# Graphsignal: AI Application Monitoring

[![License](http://img.shields.io/github/license/graphsignal/graphsignal)](https://github.com/graphsignal/graphsignal/blob/main/LICENSE)
[![Version](https://img.shields.io/github/v/tag/graphsignal/graphsignal?label=version)](https://github.com/graphsignal/graphsignal)
[![Status](https://img.shields.io/uptimerobot/status/m787882560-d6b932eb0068e8e4ade7f40c?label=SaaS%20status)](https://stats.uptimerobot.com/gMBNpCqqqJ)


Graphsignal is an AI observability platform. It helps ML engineers and MLOps teams make AI applications run faster and reliably by monitoring and analyzing performance, resources, data and errors. Graphsignal's capabilities enable full visibility into AI applications for any model, data and deployment.

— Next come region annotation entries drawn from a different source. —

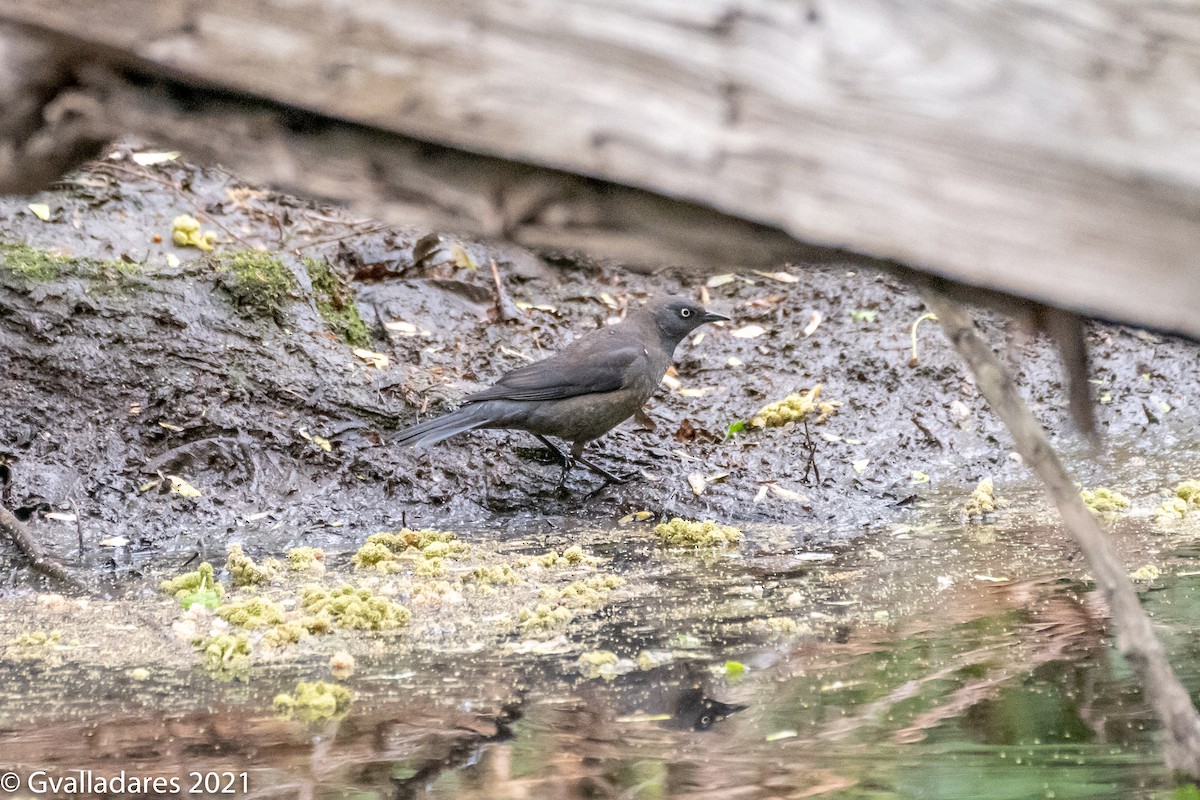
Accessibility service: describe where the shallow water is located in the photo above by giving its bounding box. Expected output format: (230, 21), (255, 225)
(0, 498), (1200, 800)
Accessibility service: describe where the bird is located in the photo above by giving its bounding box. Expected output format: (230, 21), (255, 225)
(394, 296), (730, 489)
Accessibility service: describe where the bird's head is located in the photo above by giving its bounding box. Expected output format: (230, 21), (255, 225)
(646, 296), (728, 347)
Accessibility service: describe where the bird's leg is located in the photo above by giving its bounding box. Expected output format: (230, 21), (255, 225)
(533, 433), (575, 492)
(571, 441), (637, 483)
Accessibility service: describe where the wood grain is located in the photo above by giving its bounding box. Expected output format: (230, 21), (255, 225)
(0, 0), (1200, 336)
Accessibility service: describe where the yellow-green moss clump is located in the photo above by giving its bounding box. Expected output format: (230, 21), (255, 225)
(300, 584), (413, 631)
(517, 603), (575, 631)
(215, 597), (283, 631)
(654, 517), (742, 547)
(962, 477), (1004, 519)
(463, 564), (521, 587)
(158, 561), (224, 608)
(8, 631), (62, 648)
(532, 545), (600, 570)
(288, 547), (325, 573)
(542, 575), (625, 606)
(1154, 481), (1200, 522)
(275, 680), (354, 722)
(750, 384), (841, 428)
(350, 528), (470, 573)
(217, 249), (295, 318)
(304, 258), (371, 348)
(1079, 486), (1129, 513)
(170, 213), (217, 251)
(199, 633), (251, 672)
(226, 545), (280, 587)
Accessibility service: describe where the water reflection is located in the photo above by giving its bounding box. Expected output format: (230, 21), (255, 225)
(0, 510), (1200, 800)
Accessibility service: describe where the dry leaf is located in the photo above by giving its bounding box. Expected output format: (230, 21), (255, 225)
(167, 475), (202, 498)
(130, 150), (179, 167)
(766, 483), (809, 503)
(752, 270), (800, 283)
(354, 348), (389, 369)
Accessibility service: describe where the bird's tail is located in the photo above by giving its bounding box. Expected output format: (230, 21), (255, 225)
(392, 403), (490, 447)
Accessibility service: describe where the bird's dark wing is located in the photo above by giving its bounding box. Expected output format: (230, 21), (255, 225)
(464, 341), (646, 403)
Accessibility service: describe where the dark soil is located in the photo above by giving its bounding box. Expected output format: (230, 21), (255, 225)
(0, 142), (1200, 568)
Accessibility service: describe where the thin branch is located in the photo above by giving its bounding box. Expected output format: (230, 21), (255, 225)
(0, 506), (79, 587)
(919, 283), (1200, 777)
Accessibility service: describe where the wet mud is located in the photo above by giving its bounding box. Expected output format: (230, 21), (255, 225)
(0, 145), (1200, 799)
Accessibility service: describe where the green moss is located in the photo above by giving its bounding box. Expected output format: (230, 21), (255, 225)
(288, 547), (325, 572)
(575, 650), (619, 679)
(0, 242), (140, 283)
(0, 242), (71, 282)
(8, 631), (62, 648)
(263, 622), (308, 648)
(1079, 486), (1129, 513)
(199, 633), (251, 672)
(226, 545), (278, 587)
(275, 680), (354, 722)
(215, 597), (283, 630)
(350, 528), (470, 573)
(542, 575), (625, 606)
(304, 258), (371, 347)
(300, 584), (413, 631)
(517, 603), (575, 631)
(158, 561), (224, 608)
(217, 249), (295, 319)
(464, 564), (521, 587)
(533, 545), (600, 569)
(654, 517), (742, 547)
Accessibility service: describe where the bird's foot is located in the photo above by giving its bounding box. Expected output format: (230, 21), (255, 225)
(575, 458), (641, 486)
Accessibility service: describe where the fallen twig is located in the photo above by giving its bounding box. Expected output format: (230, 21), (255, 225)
(919, 283), (1200, 777)
(0, 506), (79, 585)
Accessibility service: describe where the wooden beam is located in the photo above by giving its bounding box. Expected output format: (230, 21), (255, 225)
(0, 0), (1200, 336)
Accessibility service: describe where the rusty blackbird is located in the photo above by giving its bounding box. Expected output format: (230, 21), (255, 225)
(396, 296), (728, 488)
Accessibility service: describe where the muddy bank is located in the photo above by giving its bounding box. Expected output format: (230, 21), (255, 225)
(0, 148), (1200, 568)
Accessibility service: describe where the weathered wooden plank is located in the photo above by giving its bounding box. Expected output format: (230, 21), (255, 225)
(0, 0), (1200, 336)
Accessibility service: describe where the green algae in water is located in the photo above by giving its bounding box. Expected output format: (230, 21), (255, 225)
(304, 258), (371, 348)
(215, 597), (284, 630)
(517, 603), (575, 631)
(288, 547), (325, 572)
(1154, 481), (1200, 523)
(1079, 486), (1129, 513)
(274, 680), (354, 722)
(226, 545), (280, 587)
(653, 517), (742, 548)
(198, 633), (252, 673)
(158, 561), (224, 608)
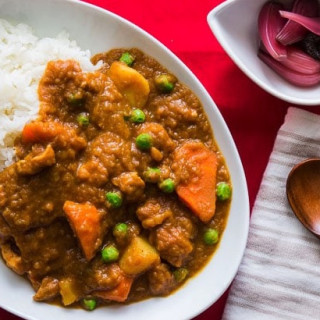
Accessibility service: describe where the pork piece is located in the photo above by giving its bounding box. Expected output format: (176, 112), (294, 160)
(150, 217), (194, 267)
(148, 263), (175, 296)
(1, 243), (26, 275)
(0, 213), (11, 245)
(112, 172), (145, 201)
(136, 199), (172, 229)
(89, 74), (132, 139)
(77, 132), (133, 185)
(17, 144), (56, 175)
(33, 277), (59, 301)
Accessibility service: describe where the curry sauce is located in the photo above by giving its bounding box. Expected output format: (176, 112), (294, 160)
(0, 49), (231, 310)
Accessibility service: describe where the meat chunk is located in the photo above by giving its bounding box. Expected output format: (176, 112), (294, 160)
(77, 159), (108, 186)
(112, 172), (145, 201)
(77, 132), (133, 185)
(33, 277), (59, 301)
(148, 263), (175, 295)
(0, 214), (11, 244)
(136, 199), (172, 229)
(150, 217), (194, 267)
(17, 144), (56, 175)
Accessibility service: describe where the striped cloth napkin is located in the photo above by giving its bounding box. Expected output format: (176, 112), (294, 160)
(222, 107), (320, 320)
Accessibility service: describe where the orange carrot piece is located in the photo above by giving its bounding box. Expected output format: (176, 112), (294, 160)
(63, 201), (102, 261)
(174, 142), (217, 222)
(22, 121), (63, 143)
(94, 275), (134, 302)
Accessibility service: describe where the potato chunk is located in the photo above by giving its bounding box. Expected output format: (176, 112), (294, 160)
(109, 61), (150, 108)
(59, 278), (80, 306)
(119, 237), (160, 275)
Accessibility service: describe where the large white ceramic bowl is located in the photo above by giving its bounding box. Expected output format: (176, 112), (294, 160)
(208, 0), (320, 105)
(0, 0), (249, 320)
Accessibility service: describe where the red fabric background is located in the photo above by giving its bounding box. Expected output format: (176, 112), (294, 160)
(0, 0), (314, 320)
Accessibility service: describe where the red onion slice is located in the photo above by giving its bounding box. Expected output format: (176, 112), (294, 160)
(280, 47), (320, 74)
(258, 1), (287, 60)
(276, 0), (319, 45)
(258, 50), (320, 87)
(279, 10), (320, 36)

* Inference tracing and monitoring.
* Automatic inference profiling.
* Error and exception tracking.
* Data monitoring and anomaly detection.

[![Dashboards](https://graphsignal.com/external/screencast-dashboards.gif)](https://graphsignal.com/)

Learn more at [graphsignal.com](https://graphsignal.com).


## Install

Install Graphsignal agent by running:

```
pip install graphsignal
```

Or clone and install the [GitHub repository](https://github.com/graphsignal/graphsignal):

```
git clone https://github.com/graphsignal/graphsignal.git
python setup.py install
```


## Configure

Configure Graphsignal agent by specifying your API key directly or via `GRAPHSIGNAL_API_KEY` environment variable.

```python
import graphsignal

graphsignal.configure(api_key='my-api-key') 
```

To get an API key, sign up for a free account at [graphsignal.com](https://graphsignal.com). The key can then be found in your account's [Settings / API Keys](https://app.graphsignal.com/settings/api-keys) page.

To track deployments, versions and environments separately, specify a `deployment` parameter, e.g. `graphsignal.configure(deployment='my-model-prod-v1')`.


## Integrate

Use the following examples to integrate Graphsignal agent into your machine learning application. See integration documentation and [API reference](https://graphsignal.com/docs/reference/python-api/) for full reference.

Graphsignal agent is **optimized for production**. All executions wrapped with `trace` method will be measured, but only a few will be traced and profiled to ensure low overhead.


### Tracing

To measure and trace executions, wrap the code with [`trace`](https://graphsignal.com/docs/reference/python-api/#graphsignaltracertrace) method.

```python
with graphsignal.trace(endpoint='predict'):
    # function call or code segment
```

Other integrations are available as well. See [integration documentation](https://graphsignal.com/docs/) for more information.


### Profiling

Enable/disable various code profilers depending on the code and model runtime by passing `with_profiler` argument to `tracer()` method. By default `with_profiler` is `True` and Python profiler is enabled. Set to `False` to disable profiling.

```python
with graphsignal.tracer(with_profiler='pytorch').trace(endpoint='predict'):
    # function call or code segment
```

The following values are currently supported: `True` (or `python`), `tensorflow`, `pytorch`, `jax`, `onnxruntime`. See [integration documentation](https://graphsignal.com/docs/) for more information on each profiler.


### Exception tracking

When `with` context manager is used with `trace` method, exceptions are **automatically recorded**. For other cases, use [`EndpointTrace.set_exception`](https://graphsignal.com/docs/reference/python-api/#graphsignalendpointtraceset_exception) method.


### Data monitoring

To track data metrics and record data profiles, [`EndpointTrace.set_data`](https://graphsignal.com/docs/reference/python-api/#graphsignalendpointtraceset_data) method can be used.

```python
with graphsignal.trace(endpoint='predict') as trace:
    trace.set_data('input', input_data)
```

The following data types are currently supported: `list`, `dict`, `set`, `tuple`, `str`, `bytes`, `numpy.ndarray`, `tensorflow.Tensor`, `torch.Tensor`.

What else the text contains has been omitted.